6. The method according to claim 1, characterized in that, The step of synchronously processing the voice data, facial expression data, and optimized motion data to generate a digital human driving signal, and driving the digital human to perform interactive responses based on the digital human driving signal, includes: Establish a unified timeline for the voice data, the facial expression data, and the optimized motion data; Based on the unified timeline, the speech feature points in the speech data, the facial expression feature points in the facial expression data, and the action feature points in the optimized action data are time-aligned. The time-aligned voice data, facial expression data, and optimized motion data are merged to generate a digital human driving signal; The digital human driving signal is input to the rendering engine to drive the digital human to synchronously execute corresponding voice, facial expressions and actions.

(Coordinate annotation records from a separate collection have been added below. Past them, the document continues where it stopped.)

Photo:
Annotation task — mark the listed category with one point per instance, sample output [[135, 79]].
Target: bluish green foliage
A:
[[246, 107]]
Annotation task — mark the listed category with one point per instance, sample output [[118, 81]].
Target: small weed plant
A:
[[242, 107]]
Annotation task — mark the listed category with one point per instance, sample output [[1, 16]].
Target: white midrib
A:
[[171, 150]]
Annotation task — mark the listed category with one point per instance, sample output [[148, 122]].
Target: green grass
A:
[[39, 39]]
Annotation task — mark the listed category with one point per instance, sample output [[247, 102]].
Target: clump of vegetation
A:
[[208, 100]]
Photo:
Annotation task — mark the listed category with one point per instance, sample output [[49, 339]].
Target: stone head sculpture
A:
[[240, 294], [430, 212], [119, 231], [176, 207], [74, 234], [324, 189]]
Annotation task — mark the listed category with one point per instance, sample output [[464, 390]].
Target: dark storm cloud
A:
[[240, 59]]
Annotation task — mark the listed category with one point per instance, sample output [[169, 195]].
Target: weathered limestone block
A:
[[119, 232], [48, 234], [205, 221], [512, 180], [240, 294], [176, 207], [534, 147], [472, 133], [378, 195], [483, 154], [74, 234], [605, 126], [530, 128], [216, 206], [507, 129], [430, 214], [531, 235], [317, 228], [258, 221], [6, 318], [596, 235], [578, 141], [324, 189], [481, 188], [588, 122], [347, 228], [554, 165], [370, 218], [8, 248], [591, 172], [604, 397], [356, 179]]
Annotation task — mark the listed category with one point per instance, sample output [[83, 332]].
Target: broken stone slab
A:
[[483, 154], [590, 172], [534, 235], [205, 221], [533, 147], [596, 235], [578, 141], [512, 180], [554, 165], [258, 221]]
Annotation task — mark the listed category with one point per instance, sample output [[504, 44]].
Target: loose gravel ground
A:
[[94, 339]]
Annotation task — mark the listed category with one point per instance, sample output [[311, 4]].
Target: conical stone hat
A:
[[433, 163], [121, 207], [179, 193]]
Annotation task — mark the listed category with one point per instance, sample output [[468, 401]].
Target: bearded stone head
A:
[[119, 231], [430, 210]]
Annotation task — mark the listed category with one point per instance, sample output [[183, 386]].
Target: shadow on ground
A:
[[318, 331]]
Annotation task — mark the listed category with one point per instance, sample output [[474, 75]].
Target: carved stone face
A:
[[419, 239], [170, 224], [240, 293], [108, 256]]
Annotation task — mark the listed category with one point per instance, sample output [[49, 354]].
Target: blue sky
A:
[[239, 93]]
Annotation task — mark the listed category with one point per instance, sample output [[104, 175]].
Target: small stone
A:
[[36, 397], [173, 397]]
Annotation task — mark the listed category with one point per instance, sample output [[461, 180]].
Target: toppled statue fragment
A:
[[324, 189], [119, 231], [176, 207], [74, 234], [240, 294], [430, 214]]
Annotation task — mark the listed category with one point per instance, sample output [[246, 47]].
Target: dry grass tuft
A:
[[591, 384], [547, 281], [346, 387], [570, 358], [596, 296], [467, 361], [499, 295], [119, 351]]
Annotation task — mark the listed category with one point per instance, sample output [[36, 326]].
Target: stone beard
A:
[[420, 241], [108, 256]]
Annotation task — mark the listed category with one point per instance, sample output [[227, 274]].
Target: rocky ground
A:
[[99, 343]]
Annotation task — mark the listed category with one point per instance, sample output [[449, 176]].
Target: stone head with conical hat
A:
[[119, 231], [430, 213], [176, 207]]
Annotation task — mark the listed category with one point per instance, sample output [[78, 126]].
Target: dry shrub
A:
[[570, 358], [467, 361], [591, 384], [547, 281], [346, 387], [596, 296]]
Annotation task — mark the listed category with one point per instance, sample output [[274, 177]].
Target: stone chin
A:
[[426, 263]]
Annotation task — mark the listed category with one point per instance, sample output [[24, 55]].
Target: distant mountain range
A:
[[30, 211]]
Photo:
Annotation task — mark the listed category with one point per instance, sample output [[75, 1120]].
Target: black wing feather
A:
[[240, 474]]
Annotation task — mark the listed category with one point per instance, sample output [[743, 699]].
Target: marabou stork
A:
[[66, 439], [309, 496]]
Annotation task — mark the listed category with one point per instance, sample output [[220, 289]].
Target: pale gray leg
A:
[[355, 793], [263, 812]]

7. The method according to claim 1, characterized in that, The step of extracting the user's skeletal keypoint data from the image information and depth information, and converting the skeletal keypoint data into a skeletal keypoint sequence, includes: Using a human pose estimation algorithm, the image information and depth information are calculated to determine the spatial position of multiple preset body parts of the user at each moment, and each spatial position is used as a skeletal key point data. All the skeletal keypoint data determined at the same time are combined to form a set of skeletal keypoints describing the user's overall body posture at the corresponding time. According to the chronological order of information collection, the sets of skeletal key points from multiple consecutive moments are arranged to form a skeletal key point sequence.

8. A digital human interaction system based on gesture and body movement recognition, characterized in that, include: The acquisition module is used to acquire the user's image information and depth information, extract the user's skeletal key point data from the image information and depth information, and convert the skeletal key point data into a skeletal key point sequence. The skeletal key point sequence includes the key point coordinates of the hands, the whole body and the head, and the motion trajectory formed by the change of the key point coordinates over time. The recognition module is used to construct a spatiotemporal graph structure based on the skeletal key point sequence, and to use a temporal graph convolutional network to extract and model the spatiotemporal features of the spatiotemporal graph structure in order to recognize the user's gestures and limb movement categories. The reasoning module is used to infer the user's intent based on the gesture and body movement categories, combined with the context information of the current interaction scenario and historical interaction data, so as to generate interaction instructions corresponding to the user's interaction intent. The generation module is used to generate corresponding voice data, facial expression data, and motion data based on the interaction instructions, and to perform kinematic optimization on the motion data; The voice data, facial expression data, and optimized motion data are processed synchronously to generate a digital human driving signal, and the digital human is driven to perform interactive responses based on the digital human driving signal.

9. An electronic device, characterized in that, include: Memory, used to store computer programs; A processor, configured to implement the steps of the digital human interaction method based on gesture and body movement recognition as described in any one of claims 1 to 7 when executing the computer program.

10. A computer-readable storage medium, characterized in that, The computer-readable storage medium stores a computer program that, when executed by a processor, enables the implementation of the digital human interaction method based on gesture and body movement recognition as described in any one of claims 1 to 7.